Book Blog

Monday, April 03, 2006

The Red Tent

by Anita Diamant

I'm writing this months later... I set up a draft to remind myself that I read it, but then it was left in my office and I didn't have a moment. And so, now I'm missing the fresh recollections that I had then. But better late than never, right?

Anyway, this was a great book. Inspired me to reread the story of Jacob, Isaac, Leah, Rachel, Esau and Dinah from the first place I heard it. It's a retelling of the biblical story from the women's perspective. Maybe it's a modern perspective that people today have some of the same needs and hopes and fears that they did 5,000 years ago, maybe it's something that we just forget from time to time. It's another book about families as a village, and about how even within families there are rips and tears and healing. Loving more and less, and loving differently as well. It's a story about devotion, to each other and ideas. There are more passages, probably better passages, and certainly more representative passages than the one below. But this is the one that I like right now.
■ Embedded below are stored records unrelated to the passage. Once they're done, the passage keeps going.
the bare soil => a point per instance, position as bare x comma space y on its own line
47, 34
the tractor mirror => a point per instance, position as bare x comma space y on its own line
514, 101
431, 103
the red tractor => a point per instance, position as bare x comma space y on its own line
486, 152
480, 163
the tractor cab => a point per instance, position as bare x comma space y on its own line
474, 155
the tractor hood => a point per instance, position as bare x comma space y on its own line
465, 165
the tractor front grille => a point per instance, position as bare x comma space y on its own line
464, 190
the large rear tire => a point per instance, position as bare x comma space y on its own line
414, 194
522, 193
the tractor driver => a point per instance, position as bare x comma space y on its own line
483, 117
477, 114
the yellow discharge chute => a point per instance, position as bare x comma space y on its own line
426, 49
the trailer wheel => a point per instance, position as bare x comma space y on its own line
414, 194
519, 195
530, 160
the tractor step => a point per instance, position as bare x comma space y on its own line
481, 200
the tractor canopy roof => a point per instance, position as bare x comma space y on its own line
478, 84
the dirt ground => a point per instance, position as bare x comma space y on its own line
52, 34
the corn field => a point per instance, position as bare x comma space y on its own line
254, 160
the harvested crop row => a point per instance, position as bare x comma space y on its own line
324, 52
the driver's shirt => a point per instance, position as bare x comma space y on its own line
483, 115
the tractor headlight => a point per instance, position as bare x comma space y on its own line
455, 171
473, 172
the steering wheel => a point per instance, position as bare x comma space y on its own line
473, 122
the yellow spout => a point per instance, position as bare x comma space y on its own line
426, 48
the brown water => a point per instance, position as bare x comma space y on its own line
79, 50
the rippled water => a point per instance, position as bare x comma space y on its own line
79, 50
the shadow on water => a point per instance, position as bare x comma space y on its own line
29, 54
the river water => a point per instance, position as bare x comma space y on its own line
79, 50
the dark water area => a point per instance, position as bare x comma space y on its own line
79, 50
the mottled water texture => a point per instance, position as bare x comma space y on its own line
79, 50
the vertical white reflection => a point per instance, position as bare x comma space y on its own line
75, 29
"I can still feel how my mothers loved me. I have cherished their love always. It sustained me. It kept me alive. Even after I left them, and even now, so long after their deaths, I am comforted by their memory.
I carried my mothers' tales into the next generation, but the stories of my life were forbiddend to me, ad that silence nearly killed the heart in me... And now you come to me - woment with hands and feet as soft as a queen's, with more cooking pots than you need, so safe in childbed and free with your tongues. You come hungry for the story that was lost. You crave words to fill the great silence that swallowed me, and my mothers, and my grandmothers before them.
I wish I had more to tell of my grandmothers. It is terrible how much has been forgotten, which is why, I suppose, remembering seems a holy thing.
I am so grateful that you have come. I will pour out everything inside me so you may leave this table satisfied and fortified. Blessings on your eyes. Blessings on your children. Blessings on the ground beneath you. My heart is a ladle of sweet water, brimming over."